No matter what framework one uses to categorize them, psychiatric genomics are enormously complex. "The brain is more complex than almost anything else in the body," former McLean researcher Uwe Rudolph, who is currently head of the Department of Comparative Biosciences at the Illinois College of Veterinary Medicine, told BioWorld. And the genetics of mental disorders are correspondingly complex, as well as sometimes very idiosyncratic.

The mother-son duo that the team reported on in their paper were an excellent example of that idiosyncrasy: Although they both have the identical genetic alteration underlying their disorders, they had different diagnoses. One had schizoaffective disorder, while the other had bipolar disorder with psychotic features.

GWAS research, Rudolph said, has uncovered two types of genetic contributors to psychiatric disorders. There are rare variants with large effects, and common variants whose effects are exceedingly small.

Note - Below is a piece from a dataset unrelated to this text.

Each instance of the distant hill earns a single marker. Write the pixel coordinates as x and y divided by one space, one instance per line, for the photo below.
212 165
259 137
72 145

Trying to utilize that genomic complexity through the calculation of overall risk scores, he added, "has been interesting for science but not biologically informative for medicine so far." Bodkin added that the team's report, too, "isn't the beginning of a tidal wave, at least not immediately."

In the long run, though, even the "inch by inch" motion of psychiatric clinical trials will improve the current situation as described by veteran trialist Bodkin.

"You study new treatments, and you get a handful of patients who do magnificently well who couldn't get better on anything else," he said.

And then, those treatments are shelved.

Patients who respond are a small subset of the total trial population, and psychiatric drug development most often has no way to understand the molecular underpinnings of those treatment successes, and no incentive to conduct the sorts of giant trials that might – or might not – end up having enough statistical power to show an effect, Bodkin said: "It's heartbreaking."